Qwen3.5-4B — Wanda-Pruned + Distilled (MLP 9216→7808), Sharded

A structurally MLP-pruned and knowledge-distilled derivative of Qwen/Qwen3.5-4B, saved as 16 safetensors shards (~ 7.9 GB, bf16). The SwiGLU MLP intermediate dimension is reduced 9216 → 7808 (~15.3% MLP pruning, a 128-multiple for kernel alignment) via Wanda importance scoring, then recovered with logit-level knowledge distillation from the original bf16 model (and a LoRA recovery pass).

⚠️ Research artifact. Pruning measurably reduced instruction-following ability (IFEval ~0.87 → ~0.71; see Limitations). Best used as a smaller, faster base for further fine-tuning — not as a faithful drop-in replacement for the parent on instruction- or format-strict tasks.

Model Details

Model Description

This checkpoint takes the hybrid (linear-attention + full-attention) Qwen3.5-4B, narrows every SwiGLU MLP block's intermediate width from 9216 to 7808 by keeping the top-scoring channels under the Wanda criterion (|W| · ‖X‖₂), and re-trains the slimmed model to track the original via knowledge distillation. Attention layers, the embedding, and the tied LM head are left unpruned.

  • Developed by: [Suraj Sharan]
  • Funded by [optional]: [N/A]
  • Shared by [optional]: [Suraj Sharan]
  • Model type: Decoder-only causal LM, hybrid attention (linear + full), structurally pruned + distilled
  • Language(s) (NLP): English (pruning/distillation data was English; other languages inherited from the parent and untested here)
  • License: Inherits the Qwen3.5-4B license as a derivative (set to the base model's terms; do not relicense to MIT without confirming compatibility)
  • Finetuned from model [optional]: Qwen/Qwen3.5-4B

Model Sources [optional]

  • Repository: [More Information Needed]
  • Paper [optional]: N/A
  • Demo [optional]: N/A

Uses

Direct Use

General-purpose text generation and research on structured pruning + distillation of small hybrid LLMs.

Downstream Use [optional]

A lighter base for task-specific fine-tuning. A short instruction-following SFT/DPO pass is recommended before assistant-style use to recover the pruning regression.

Out-of-Scope Use

Not a faithful substitute for Qwen3.5-4B on strict instruction-following, exact-format output, or safety-critical applications, given the measured IFEval regression.

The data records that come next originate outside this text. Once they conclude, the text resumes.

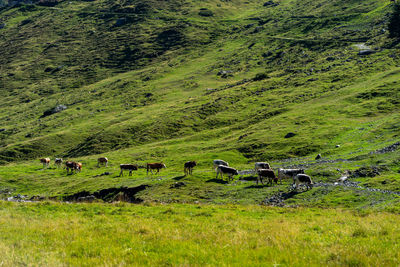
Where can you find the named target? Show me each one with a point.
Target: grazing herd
(262, 169)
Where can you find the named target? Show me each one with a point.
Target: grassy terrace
(197, 235)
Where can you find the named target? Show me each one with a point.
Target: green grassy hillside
(189, 80)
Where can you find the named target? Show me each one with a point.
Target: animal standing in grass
(78, 167)
(102, 161)
(188, 167)
(58, 162)
(266, 173)
(302, 179)
(45, 162)
(218, 162)
(127, 167)
(155, 166)
(229, 171)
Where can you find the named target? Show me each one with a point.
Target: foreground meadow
(59, 234)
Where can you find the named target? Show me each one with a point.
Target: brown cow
(188, 167)
(102, 161)
(261, 165)
(128, 167)
(302, 178)
(45, 161)
(154, 166)
(70, 165)
(267, 173)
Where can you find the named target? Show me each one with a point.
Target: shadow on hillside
(257, 186)
(219, 181)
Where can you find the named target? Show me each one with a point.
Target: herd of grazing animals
(261, 169)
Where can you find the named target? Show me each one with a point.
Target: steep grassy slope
(281, 64)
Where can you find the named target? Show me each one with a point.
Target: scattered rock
(121, 22)
(365, 172)
(54, 110)
(387, 149)
(366, 52)
(242, 136)
(224, 73)
(289, 135)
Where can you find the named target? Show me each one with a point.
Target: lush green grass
(91, 234)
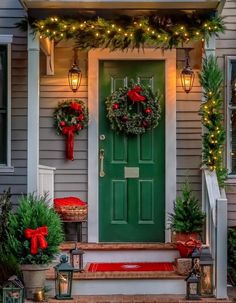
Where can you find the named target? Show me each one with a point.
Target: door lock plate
(131, 172)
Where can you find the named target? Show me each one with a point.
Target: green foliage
(232, 254)
(187, 216)
(133, 118)
(211, 79)
(34, 212)
(8, 264)
(125, 32)
(71, 113)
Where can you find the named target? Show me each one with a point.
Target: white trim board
(94, 56)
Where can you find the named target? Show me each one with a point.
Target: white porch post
(33, 113)
(221, 249)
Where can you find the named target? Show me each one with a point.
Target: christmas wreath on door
(133, 110)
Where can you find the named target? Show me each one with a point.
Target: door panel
(132, 192)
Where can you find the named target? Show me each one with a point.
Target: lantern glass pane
(12, 295)
(193, 288)
(206, 280)
(64, 284)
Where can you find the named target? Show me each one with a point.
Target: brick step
(137, 299)
(124, 252)
(118, 246)
(111, 275)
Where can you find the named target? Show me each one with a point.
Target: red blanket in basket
(68, 201)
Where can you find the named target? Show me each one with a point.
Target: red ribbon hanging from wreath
(37, 238)
(69, 131)
(134, 94)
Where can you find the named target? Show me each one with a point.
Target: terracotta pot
(34, 277)
(180, 236)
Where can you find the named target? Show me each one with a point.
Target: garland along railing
(215, 206)
(214, 199)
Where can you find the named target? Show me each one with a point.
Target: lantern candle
(63, 284)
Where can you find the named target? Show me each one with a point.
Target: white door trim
(94, 56)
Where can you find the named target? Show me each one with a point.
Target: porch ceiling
(121, 4)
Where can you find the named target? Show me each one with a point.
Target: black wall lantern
(187, 74)
(206, 264)
(74, 75)
(63, 279)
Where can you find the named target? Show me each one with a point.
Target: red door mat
(145, 266)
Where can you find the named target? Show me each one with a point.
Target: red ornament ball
(148, 110)
(116, 105)
(80, 117)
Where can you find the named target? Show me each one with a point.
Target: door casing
(94, 56)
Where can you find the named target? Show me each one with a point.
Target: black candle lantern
(196, 260)
(76, 257)
(63, 279)
(233, 90)
(192, 287)
(206, 265)
(12, 291)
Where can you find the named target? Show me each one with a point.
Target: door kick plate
(131, 172)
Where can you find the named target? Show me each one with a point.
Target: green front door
(132, 191)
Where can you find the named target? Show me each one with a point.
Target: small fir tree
(8, 264)
(187, 216)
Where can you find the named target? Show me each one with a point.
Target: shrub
(33, 212)
(187, 216)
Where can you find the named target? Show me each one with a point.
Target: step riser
(129, 256)
(124, 287)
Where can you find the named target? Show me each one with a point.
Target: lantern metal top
(195, 253)
(206, 257)
(192, 278)
(13, 281)
(64, 265)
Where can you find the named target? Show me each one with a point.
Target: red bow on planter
(187, 247)
(69, 131)
(37, 237)
(134, 95)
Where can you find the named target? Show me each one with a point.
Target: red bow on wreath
(37, 237)
(134, 94)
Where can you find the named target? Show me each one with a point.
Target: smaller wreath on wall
(133, 110)
(70, 117)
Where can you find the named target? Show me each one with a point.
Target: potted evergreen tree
(35, 233)
(187, 218)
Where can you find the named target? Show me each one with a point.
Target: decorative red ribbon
(37, 237)
(69, 131)
(134, 94)
(187, 247)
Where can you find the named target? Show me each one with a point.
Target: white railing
(46, 181)
(215, 206)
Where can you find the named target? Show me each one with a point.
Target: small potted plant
(35, 233)
(187, 219)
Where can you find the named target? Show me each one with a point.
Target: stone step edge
(112, 275)
(135, 298)
(118, 246)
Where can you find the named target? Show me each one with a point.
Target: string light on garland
(156, 31)
(211, 80)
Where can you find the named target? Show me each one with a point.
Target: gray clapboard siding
(226, 45)
(10, 13)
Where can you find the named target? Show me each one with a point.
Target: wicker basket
(73, 213)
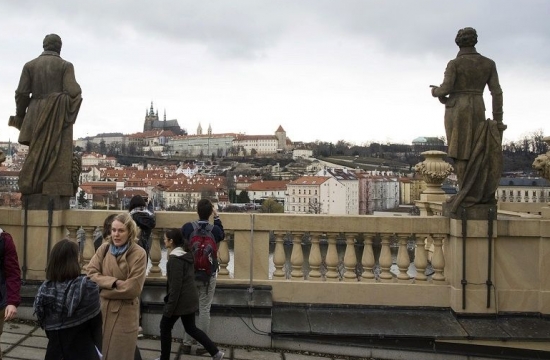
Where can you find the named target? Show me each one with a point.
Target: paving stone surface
(305, 357)
(35, 341)
(244, 354)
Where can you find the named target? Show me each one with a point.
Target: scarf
(118, 250)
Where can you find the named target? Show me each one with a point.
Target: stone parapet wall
(356, 260)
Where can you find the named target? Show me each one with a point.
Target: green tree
(272, 206)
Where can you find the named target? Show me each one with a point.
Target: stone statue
(47, 100)
(474, 143)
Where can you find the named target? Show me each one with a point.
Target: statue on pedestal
(47, 100)
(474, 142)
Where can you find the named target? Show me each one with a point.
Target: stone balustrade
(357, 260)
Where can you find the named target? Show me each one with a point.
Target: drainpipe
(464, 282)
(25, 238)
(50, 216)
(251, 288)
(489, 255)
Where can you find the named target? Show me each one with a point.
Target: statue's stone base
(41, 201)
(474, 212)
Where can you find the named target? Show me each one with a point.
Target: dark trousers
(188, 321)
(75, 343)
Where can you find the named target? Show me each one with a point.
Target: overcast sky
(324, 70)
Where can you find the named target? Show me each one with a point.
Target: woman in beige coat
(119, 267)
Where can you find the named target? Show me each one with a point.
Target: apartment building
(264, 189)
(349, 180)
(523, 190)
(316, 195)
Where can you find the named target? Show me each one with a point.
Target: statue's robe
(48, 99)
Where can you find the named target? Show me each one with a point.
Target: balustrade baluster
(88, 251)
(315, 258)
(428, 248)
(223, 256)
(367, 260)
(403, 260)
(155, 253)
(420, 259)
(438, 259)
(350, 258)
(72, 232)
(279, 257)
(385, 260)
(332, 258)
(297, 256)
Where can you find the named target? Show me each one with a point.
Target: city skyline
(329, 71)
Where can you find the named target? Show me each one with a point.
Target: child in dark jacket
(182, 299)
(67, 307)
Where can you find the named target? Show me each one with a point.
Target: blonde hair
(130, 225)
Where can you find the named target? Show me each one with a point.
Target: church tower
(150, 118)
(280, 134)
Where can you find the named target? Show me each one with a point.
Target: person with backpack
(10, 280)
(204, 239)
(146, 222)
(182, 298)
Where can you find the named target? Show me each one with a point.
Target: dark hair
(136, 201)
(52, 42)
(107, 225)
(63, 264)
(176, 236)
(204, 209)
(466, 37)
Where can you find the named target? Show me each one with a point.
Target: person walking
(182, 299)
(146, 222)
(118, 267)
(67, 307)
(10, 280)
(206, 284)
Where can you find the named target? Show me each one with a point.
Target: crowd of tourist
(97, 315)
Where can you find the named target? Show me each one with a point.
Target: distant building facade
(152, 122)
(349, 180)
(264, 189)
(315, 195)
(523, 190)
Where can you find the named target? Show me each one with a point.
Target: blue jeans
(206, 295)
(188, 321)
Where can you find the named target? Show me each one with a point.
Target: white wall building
(316, 195)
(265, 189)
(526, 190)
(349, 180)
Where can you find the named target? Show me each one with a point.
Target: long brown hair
(63, 264)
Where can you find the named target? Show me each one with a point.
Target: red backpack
(205, 251)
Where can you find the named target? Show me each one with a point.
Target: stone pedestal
(471, 261)
(41, 201)
(474, 212)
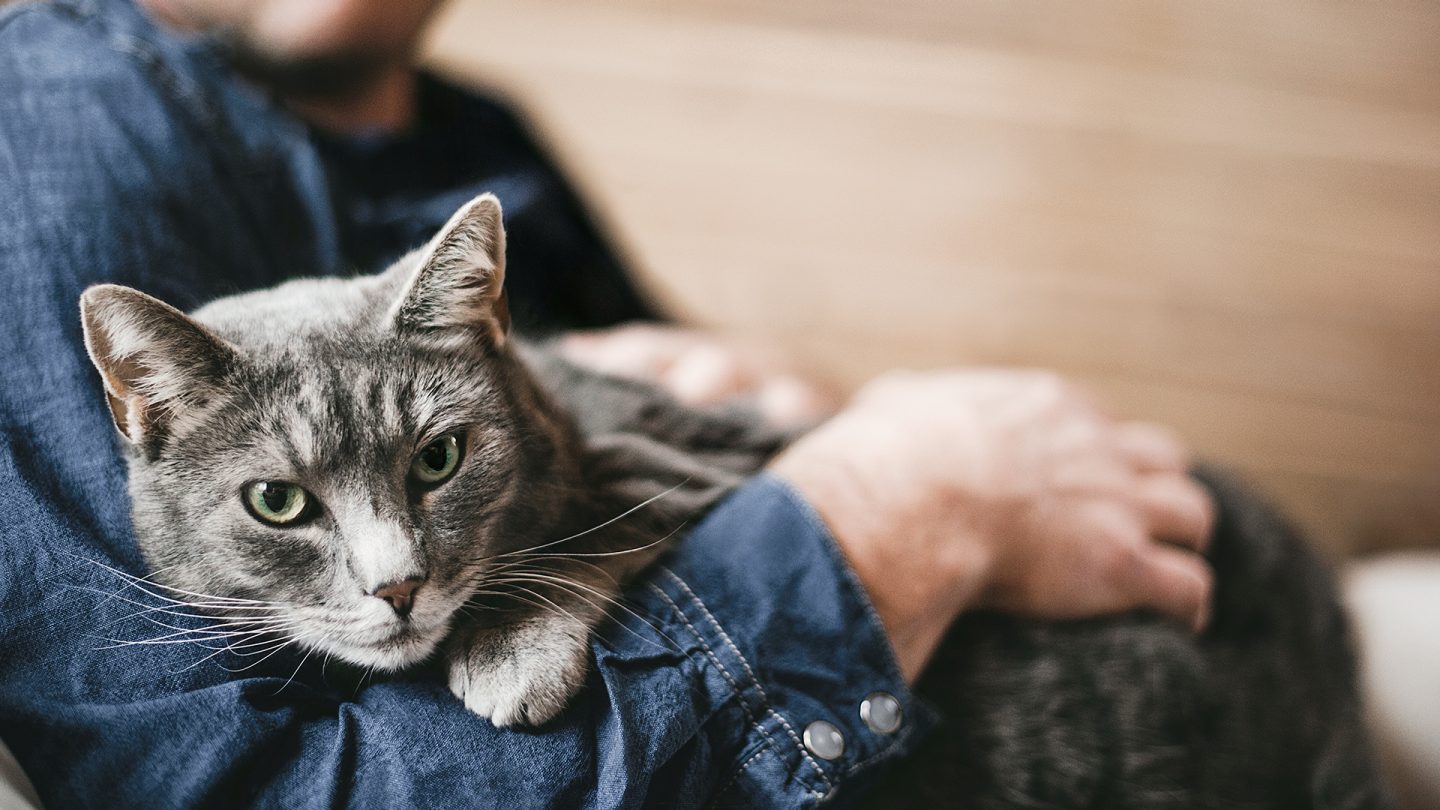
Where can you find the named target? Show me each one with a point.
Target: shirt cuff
(785, 624)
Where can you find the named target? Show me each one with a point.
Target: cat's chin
(392, 653)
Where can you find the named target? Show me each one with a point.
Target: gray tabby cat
(380, 457)
(385, 463)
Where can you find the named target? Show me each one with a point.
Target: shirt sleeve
(118, 163)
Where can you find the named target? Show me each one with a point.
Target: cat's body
(468, 496)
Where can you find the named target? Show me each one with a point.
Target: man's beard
(339, 75)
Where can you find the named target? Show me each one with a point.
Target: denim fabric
(134, 156)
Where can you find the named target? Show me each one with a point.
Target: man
(297, 139)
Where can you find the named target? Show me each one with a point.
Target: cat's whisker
(278, 647)
(650, 545)
(605, 598)
(306, 657)
(596, 528)
(136, 581)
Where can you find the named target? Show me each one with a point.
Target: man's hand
(1007, 490)
(702, 369)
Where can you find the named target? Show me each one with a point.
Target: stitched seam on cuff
(765, 698)
(890, 662)
(735, 685)
(735, 779)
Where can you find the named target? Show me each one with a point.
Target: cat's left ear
(460, 284)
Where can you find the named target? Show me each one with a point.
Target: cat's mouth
(389, 649)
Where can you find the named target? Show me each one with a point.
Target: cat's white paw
(523, 673)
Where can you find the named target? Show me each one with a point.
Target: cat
(506, 495)
(478, 489)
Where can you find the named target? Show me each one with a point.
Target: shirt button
(824, 740)
(882, 712)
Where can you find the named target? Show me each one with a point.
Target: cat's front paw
(522, 673)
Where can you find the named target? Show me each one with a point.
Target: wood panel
(1223, 215)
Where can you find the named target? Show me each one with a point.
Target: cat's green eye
(437, 460)
(278, 503)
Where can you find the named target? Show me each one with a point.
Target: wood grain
(1223, 215)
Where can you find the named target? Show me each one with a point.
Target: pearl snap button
(824, 740)
(882, 712)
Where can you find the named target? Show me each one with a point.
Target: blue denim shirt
(134, 156)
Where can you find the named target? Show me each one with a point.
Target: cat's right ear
(457, 290)
(154, 361)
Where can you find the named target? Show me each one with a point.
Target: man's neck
(385, 105)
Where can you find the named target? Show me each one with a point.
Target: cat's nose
(399, 594)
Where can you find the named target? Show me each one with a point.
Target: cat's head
(349, 453)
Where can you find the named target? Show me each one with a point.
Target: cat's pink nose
(399, 594)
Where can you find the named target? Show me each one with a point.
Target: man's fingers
(1175, 509)
(1175, 582)
(1151, 448)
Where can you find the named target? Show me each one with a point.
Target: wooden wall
(1223, 215)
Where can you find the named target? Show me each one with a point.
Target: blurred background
(1220, 215)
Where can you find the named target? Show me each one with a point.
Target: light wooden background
(1223, 215)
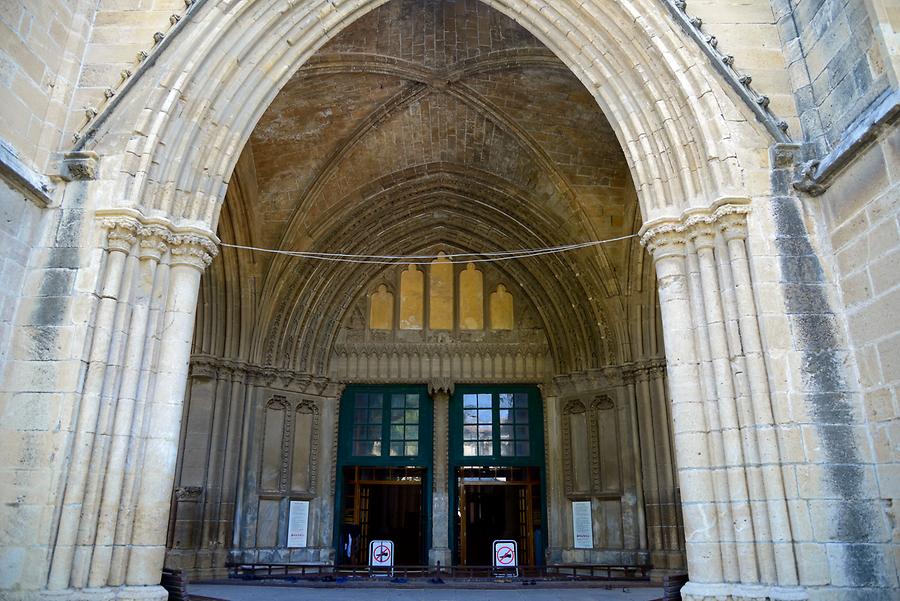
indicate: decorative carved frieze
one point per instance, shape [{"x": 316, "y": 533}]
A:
[
  {"x": 669, "y": 234},
  {"x": 267, "y": 376},
  {"x": 188, "y": 246}
]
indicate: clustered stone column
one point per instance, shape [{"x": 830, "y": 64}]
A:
[
  {"x": 440, "y": 503},
  {"x": 123, "y": 458},
  {"x": 737, "y": 530}
]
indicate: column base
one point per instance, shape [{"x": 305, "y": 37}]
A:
[
  {"x": 698, "y": 591},
  {"x": 118, "y": 593},
  {"x": 439, "y": 554}
]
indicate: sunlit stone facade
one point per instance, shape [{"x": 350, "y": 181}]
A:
[{"x": 716, "y": 376}]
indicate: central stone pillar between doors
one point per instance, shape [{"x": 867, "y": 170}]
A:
[{"x": 440, "y": 499}]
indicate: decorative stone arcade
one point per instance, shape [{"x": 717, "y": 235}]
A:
[{"x": 677, "y": 152}]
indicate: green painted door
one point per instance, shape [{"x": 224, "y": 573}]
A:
[
  {"x": 384, "y": 470},
  {"x": 497, "y": 479}
]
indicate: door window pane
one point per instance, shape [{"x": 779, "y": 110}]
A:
[
  {"x": 404, "y": 425},
  {"x": 514, "y": 432},
  {"x": 496, "y": 421},
  {"x": 367, "y": 425}
]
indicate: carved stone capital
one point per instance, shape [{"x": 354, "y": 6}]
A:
[
  {"x": 154, "y": 242},
  {"x": 667, "y": 238},
  {"x": 664, "y": 241},
  {"x": 703, "y": 235},
  {"x": 188, "y": 493},
  {"x": 734, "y": 226},
  {"x": 80, "y": 166},
  {"x": 121, "y": 234},
  {"x": 192, "y": 250}
]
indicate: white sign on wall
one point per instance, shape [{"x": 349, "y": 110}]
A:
[
  {"x": 582, "y": 525},
  {"x": 381, "y": 554},
  {"x": 298, "y": 524},
  {"x": 506, "y": 554}
]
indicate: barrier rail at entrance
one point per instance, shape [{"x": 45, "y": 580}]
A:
[{"x": 556, "y": 572}]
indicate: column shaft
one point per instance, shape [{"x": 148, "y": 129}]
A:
[
  {"x": 725, "y": 396},
  {"x": 770, "y": 457},
  {"x": 701, "y": 523},
  {"x": 164, "y": 413},
  {"x": 89, "y": 410},
  {"x": 121, "y": 435}
]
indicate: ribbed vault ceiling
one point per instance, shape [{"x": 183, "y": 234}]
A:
[{"x": 427, "y": 124}]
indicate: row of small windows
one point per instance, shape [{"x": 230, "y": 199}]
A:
[
  {"x": 470, "y": 301},
  {"x": 390, "y": 425}
]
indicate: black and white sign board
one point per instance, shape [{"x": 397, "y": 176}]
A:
[
  {"x": 381, "y": 555},
  {"x": 582, "y": 525},
  {"x": 298, "y": 524},
  {"x": 506, "y": 556}
]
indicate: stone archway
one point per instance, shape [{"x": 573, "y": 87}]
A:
[{"x": 168, "y": 148}]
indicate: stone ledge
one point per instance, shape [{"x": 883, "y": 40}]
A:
[{"x": 816, "y": 176}]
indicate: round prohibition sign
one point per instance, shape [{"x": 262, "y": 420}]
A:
[
  {"x": 382, "y": 554},
  {"x": 505, "y": 555}
]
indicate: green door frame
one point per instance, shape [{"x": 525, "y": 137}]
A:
[
  {"x": 425, "y": 458},
  {"x": 534, "y": 459}
]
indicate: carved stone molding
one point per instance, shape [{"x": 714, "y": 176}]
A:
[
  {"x": 267, "y": 376},
  {"x": 189, "y": 246},
  {"x": 443, "y": 386},
  {"x": 668, "y": 235},
  {"x": 310, "y": 407}
]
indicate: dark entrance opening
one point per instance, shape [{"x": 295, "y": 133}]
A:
[
  {"x": 383, "y": 504},
  {"x": 498, "y": 503}
]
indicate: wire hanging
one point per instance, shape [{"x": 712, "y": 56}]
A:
[{"x": 470, "y": 257}]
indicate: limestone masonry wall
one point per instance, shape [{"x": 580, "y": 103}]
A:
[{"x": 860, "y": 218}]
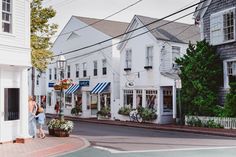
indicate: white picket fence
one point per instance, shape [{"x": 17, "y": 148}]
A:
[{"x": 226, "y": 122}]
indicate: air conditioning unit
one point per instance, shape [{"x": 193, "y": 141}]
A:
[{"x": 130, "y": 84}]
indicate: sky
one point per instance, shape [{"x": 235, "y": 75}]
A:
[{"x": 103, "y": 8}]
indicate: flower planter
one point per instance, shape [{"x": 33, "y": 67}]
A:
[
  {"x": 51, "y": 132},
  {"x": 61, "y": 133}
]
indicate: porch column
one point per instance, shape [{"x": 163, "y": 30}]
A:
[
  {"x": 160, "y": 104},
  {"x": 174, "y": 101},
  {"x": 143, "y": 98},
  {"x": 134, "y": 99},
  {"x": 24, "y": 131}
]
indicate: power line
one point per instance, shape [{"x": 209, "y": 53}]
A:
[
  {"x": 91, "y": 52},
  {"x": 155, "y": 21},
  {"x": 99, "y": 20}
]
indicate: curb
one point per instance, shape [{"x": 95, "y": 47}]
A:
[{"x": 195, "y": 130}]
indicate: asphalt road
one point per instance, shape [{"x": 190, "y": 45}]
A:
[{"x": 110, "y": 140}]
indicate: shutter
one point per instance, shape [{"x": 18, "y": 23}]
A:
[{"x": 216, "y": 28}]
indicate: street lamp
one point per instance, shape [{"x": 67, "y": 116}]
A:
[{"x": 61, "y": 65}]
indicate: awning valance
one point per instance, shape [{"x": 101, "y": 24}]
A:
[
  {"x": 73, "y": 88},
  {"x": 100, "y": 87}
]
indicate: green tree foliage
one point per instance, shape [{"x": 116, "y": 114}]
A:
[
  {"x": 230, "y": 104},
  {"x": 201, "y": 74},
  {"x": 41, "y": 32}
]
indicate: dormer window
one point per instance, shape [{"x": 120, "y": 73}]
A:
[{"x": 7, "y": 16}]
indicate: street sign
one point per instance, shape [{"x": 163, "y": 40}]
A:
[{"x": 178, "y": 84}]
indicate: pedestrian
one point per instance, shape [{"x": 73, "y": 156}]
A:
[
  {"x": 41, "y": 120},
  {"x": 31, "y": 119},
  {"x": 57, "y": 107}
]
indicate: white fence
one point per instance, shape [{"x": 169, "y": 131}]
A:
[{"x": 227, "y": 123}]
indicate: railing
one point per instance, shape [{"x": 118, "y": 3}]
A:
[{"x": 226, "y": 122}]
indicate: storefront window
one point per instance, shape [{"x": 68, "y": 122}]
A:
[
  {"x": 138, "y": 98},
  {"x": 105, "y": 100},
  {"x": 167, "y": 99},
  {"x": 128, "y": 98},
  {"x": 151, "y": 99},
  {"x": 68, "y": 100}
]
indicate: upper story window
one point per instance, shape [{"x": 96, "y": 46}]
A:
[
  {"x": 149, "y": 57},
  {"x": 55, "y": 73},
  {"x": 68, "y": 71},
  {"x": 7, "y": 16},
  {"x": 175, "y": 54},
  {"x": 222, "y": 27},
  {"x": 128, "y": 59},
  {"x": 50, "y": 74},
  {"x": 95, "y": 68},
  {"x": 104, "y": 66},
  {"x": 84, "y": 69},
  {"x": 76, "y": 70},
  {"x": 231, "y": 71}
]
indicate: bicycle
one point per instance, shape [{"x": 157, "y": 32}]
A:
[{"x": 135, "y": 116}]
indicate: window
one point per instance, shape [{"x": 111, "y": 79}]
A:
[
  {"x": 167, "y": 99},
  {"x": 231, "y": 71},
  {"x": 222, "y": 26},
  {"x": 128, "y": 98},
  {"x": 138, "y": 98},
  {"x": 149, "y": 56},
  {"x": 151, "y": 99},
  {"x": 95, "y": 68},
  {"x": 7, "y": 16},
  {"x": 84, "y": 69},
  {"x": 50, "y": 74},
  {"x": 175, "y": 54},
  {"x": 128, "y": 59},
  {"x": 76, "y": 70},
  {"x": 228, "y": 21},
  {"x": 55, "y": 73},
  {"x": 104, "y": 66},
  {"x": 11, "y": 103},
  {"x": 49, "y": 99},
  {"x": 68, "y": 71}
]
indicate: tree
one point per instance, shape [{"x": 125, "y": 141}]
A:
[
  {"x": 201, "y": 75},
  {"x": 41, "y": 33}
]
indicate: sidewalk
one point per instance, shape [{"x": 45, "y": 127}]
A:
[
  {"x": 169, "y": 127},
  {"x": 50, "y": 146}
]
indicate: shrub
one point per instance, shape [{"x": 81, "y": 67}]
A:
[
  {"x": 124, "y": 111},
  {"x": 147, "y": 114}
]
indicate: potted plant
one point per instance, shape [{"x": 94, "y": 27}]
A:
[
  {"x": 60, "y": 128},
  {"x": 105, "y": 112}
]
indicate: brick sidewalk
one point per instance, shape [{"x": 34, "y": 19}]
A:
[
  {"x": 169, "y": 127},
  {"x": 50, "y": 146}
]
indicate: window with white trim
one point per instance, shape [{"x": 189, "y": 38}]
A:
[
  {"x": 84, "y": 69},
  {"x": 175, "y": 54},
  {"x": 149, "y": 56},
  {"x": 128, "y": 58},
  {"x": 128, "y": 98},
  {"x": 222, "y": 26},
  {"x": 231, "y": 71},
  {"x": 7, "y": 16},
  {"x": 76, "y": 70}
]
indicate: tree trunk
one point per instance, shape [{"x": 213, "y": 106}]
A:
[{"x": 33, "y": 81}]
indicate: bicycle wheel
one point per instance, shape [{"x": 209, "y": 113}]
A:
[{"x": 139, "y": 118}]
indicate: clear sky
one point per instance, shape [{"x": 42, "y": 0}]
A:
[{"x": 103, "y": 8}]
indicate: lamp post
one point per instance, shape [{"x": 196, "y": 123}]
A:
[{"x": 61, "y": 64}]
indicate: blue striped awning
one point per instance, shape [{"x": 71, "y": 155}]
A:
[
  {"x": 100, "y": 87},
  {"x": 73, "y": 88}
]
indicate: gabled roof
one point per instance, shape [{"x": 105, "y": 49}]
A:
[
  {"x": 174, "y": 31},
  {"x": 111, "y": 28},
  {"x": 201, "y": 9}
]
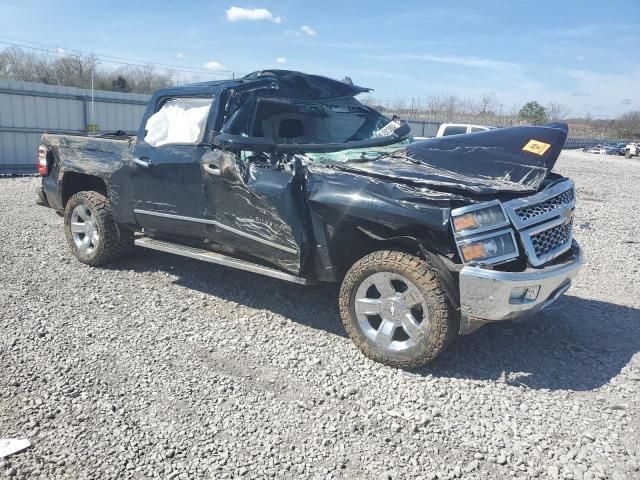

Bias, Risks, and Limitations

  • Instruction-following regression (key limitation): on IFEval (inst_level_strict_acc), the original Qwen3.5-4B scores ≈0.87 while this pruned+distilled checkpoint scores ≈0.71. MLP pruning removed capacity that instruction-following relies on, and generic-corpus distillation did not recover it.
  • Inherited biases: carries the biases, knowledge cutoff, and safety profile of the parent.
  • Generic fidelity ≠ task parity: ~98% next-token argmax agreement with the teacher does not imply parity on instruction- or reasoning-heavy benchmarks.

Recommendations

Users (both direct and downstream) should be made aware of the risks, biases and limitations of the model. Run an instruction-following SFT (or DPO) pass before assistant-style deployment, and evaluate on your own target tasks rather than relying on the parent's reported numbers.

How to Get Started with the Model

Use the code below to get started with the model.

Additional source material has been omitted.